Pablo Da Silveira
Pablo Da Silveira

Dolor y respeto

El grave quebranto de salud del expresidente Jorge Batlle ha generado una ola de dolor y respeto en todo el país. Pero también están los que, en estas horas tan críticas, no han sido capaces de detener sus ataques políticos desde las redes sociales. Felizmente son pocos y no representan a nadie, pero hay razones para no ignorarlos.

El grave quebranto de salud del expresidente Jorge Batlle ha generado una ola de dolor y respeto en todo el país. Pero también están los que, en estas horas tan críticas, no han sido capaces de detener sus ataques políticos desde las redes sociales. Felizmente son pocos y no representan a nadie, pero hay razones para no ignorarlos.

Poco antes de morir, Umberto Eco criticaba a las redes sociales por proporcionar una especie de megáfono a “legiones de imbéciles” que hasta ahora no eran escuchados por nadie. Puede que haya algo de eso. Pero los imbéciles nunca son tantos y, al menos en nuestro caso, hay motivos para pensar que estamos ante la manifestación de una cultura.

Los ataques de quienes no se detienen ante el dolor ni ante la fragilidad humana siguen ciertas pautas. Una de ellas es la disolución de las personas. Quien sufre la enfermedad o ve acercarse la muerte no es una persona de carne y hueso, con su mundo de afectos y su historia intransferible, sino una abstracción que puede ser atacada como se ataca a una idea. No se trata del hijo, cónyuge, hermano o padre de alguien, sino de “un representante de la derecha” o “un integrante de las clases privilegiadas”. La obsesión por el poder lleva a la politización extrema, y la politización extrema termina en deshumanización.

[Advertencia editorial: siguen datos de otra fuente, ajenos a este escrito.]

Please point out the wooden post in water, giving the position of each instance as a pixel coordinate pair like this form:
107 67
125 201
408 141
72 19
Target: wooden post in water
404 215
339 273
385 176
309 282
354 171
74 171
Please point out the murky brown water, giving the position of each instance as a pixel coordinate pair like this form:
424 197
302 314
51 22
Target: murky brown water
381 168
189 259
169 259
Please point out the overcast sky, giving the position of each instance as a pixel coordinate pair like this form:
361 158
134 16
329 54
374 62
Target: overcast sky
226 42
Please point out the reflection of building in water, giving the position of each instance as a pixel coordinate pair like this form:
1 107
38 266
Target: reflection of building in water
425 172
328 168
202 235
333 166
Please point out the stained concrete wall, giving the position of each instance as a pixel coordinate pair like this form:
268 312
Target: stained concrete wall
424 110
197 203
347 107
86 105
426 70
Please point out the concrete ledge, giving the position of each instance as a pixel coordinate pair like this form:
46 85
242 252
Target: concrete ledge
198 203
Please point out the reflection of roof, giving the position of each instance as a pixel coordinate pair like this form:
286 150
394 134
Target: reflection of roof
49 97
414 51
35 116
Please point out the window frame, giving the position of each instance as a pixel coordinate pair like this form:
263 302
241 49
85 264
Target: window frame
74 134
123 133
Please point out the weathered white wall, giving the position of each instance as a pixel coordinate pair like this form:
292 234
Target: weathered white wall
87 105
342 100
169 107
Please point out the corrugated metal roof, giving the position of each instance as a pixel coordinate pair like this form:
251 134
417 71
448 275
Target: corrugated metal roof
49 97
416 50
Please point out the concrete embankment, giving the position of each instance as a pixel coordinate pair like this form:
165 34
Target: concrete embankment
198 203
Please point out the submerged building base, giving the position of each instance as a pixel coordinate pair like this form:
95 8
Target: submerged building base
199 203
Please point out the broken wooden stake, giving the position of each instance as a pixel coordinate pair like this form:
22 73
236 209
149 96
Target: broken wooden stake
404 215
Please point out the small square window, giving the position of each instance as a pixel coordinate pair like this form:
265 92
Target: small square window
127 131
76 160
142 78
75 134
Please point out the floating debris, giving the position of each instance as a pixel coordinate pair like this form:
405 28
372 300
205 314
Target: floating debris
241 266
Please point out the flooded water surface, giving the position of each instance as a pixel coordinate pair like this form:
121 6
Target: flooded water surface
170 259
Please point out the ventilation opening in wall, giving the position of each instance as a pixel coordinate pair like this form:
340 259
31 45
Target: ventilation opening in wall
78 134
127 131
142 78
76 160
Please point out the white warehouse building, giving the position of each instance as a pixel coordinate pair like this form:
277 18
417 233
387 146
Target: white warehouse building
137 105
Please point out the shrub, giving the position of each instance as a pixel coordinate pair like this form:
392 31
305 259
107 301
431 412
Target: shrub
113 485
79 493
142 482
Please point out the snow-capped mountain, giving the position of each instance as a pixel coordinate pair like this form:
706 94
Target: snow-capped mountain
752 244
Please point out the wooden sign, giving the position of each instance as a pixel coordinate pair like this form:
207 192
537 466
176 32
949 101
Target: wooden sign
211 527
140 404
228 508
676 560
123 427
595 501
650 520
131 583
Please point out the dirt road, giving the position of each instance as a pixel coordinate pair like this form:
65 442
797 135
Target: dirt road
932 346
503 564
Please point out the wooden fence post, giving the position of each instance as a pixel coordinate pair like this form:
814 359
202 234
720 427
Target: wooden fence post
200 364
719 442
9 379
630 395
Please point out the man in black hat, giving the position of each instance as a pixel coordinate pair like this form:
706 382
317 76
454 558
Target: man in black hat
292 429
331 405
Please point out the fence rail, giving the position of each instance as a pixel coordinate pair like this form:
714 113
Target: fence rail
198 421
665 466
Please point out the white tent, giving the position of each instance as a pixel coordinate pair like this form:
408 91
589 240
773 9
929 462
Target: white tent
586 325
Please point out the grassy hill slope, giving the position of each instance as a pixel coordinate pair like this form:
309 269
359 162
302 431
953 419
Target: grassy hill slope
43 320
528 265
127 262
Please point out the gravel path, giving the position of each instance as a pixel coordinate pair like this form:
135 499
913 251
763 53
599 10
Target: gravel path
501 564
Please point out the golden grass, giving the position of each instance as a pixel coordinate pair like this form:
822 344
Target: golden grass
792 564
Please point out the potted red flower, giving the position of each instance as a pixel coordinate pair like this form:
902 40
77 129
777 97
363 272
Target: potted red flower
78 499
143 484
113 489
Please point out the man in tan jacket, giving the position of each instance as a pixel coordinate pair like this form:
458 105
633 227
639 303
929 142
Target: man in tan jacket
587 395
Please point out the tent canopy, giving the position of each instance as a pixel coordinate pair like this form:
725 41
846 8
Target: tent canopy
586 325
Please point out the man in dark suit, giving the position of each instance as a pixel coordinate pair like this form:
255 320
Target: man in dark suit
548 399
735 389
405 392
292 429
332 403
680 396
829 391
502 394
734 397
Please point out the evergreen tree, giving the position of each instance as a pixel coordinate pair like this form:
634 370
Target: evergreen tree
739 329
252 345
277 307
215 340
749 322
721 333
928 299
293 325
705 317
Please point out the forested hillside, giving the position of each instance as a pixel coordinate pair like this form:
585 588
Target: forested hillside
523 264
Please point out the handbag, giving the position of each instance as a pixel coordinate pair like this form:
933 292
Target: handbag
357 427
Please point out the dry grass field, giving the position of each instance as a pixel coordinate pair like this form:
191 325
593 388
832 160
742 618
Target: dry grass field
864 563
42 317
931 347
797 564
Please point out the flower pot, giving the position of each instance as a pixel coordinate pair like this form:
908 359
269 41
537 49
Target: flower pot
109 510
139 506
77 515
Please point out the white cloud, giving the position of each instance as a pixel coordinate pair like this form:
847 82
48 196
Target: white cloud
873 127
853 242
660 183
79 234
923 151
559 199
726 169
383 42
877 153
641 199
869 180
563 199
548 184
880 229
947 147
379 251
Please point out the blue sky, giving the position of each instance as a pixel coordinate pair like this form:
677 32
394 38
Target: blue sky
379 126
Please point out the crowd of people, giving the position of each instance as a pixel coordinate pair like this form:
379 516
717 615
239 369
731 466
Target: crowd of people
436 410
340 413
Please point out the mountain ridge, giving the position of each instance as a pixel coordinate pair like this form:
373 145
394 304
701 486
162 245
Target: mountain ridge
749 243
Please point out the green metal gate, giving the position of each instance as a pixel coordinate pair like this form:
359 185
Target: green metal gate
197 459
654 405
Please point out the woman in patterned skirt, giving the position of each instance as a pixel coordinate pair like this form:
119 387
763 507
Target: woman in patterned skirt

Otro rasgo de esa cultura es la desaparición de la frontera entre política y moral. Quien defiende ideas políticas que no son las mías no es solamente mi adversario sino un ser moralmente despreciable. Por eso merece ser objeto de mi santa indignación. Puedo descalificarlo y hasta insultarlo, porque mi objetivo es eliminarlo políticamente. No estoy obligado a reconocerle méritos ni mucho menos a condolerme, porque no pertenecemos a la misma raza. Yo pertenezco al bando de los buenos que quieren lo mejor para la sociedad y él pertenece al bando de los malos que sólo persiguen intereses mezquinos. Esta división maniquea no admite dudas, ni siquiera ante la evidencia de numerosas imperfecciones en el supuesto bando de los buenos.

Esta visión sólo aparece en toda su crudeza entre los “imbéciles” de los que hablaba Eco. Pero el punto importante es que ellos no fabrican su propio libreto. Lo esencial de lo que dicen les es proporcionado por dirigentes políticos que practican la descalificación y el maniqueísmo moral por razones tácticas, es decir, porque creen que les conviene. Esos dirigentes son suficientemente sofisticados como para saber que el mundo no es tan simple, pero prefieren no tener en cuenta que sus palabras van a ser tomadas en serio por otros.

Los líderes políticos tienen una responsabilidad inmensa, porque las maneras en las que actúan y se expresan establecen modelos de lo que se va a considerar socialmente admisible. Cuando hablan no sólo hablan, sino que hacen escuela. Y lo mismo pasa cuando actúan. Si nuestros dirigentes no asumen esta responsabilidad, nuestra convivencia va a deteriorarse.

El expresidente Batlle vive horas muy críticas. La inmensa mayoría de los uruguayos nos condolemos y presentamos nuestros respetos ante su larga y fecunda vida. Los pocos que no son capaces de cesar sus ataques no sólo no entienden nada de democracia, sino que se han vaciado de humanidad. Es responsabilidad de todos que sigan siendo pocos, como ha sido tradición en este país. Y eso se juega todos los días.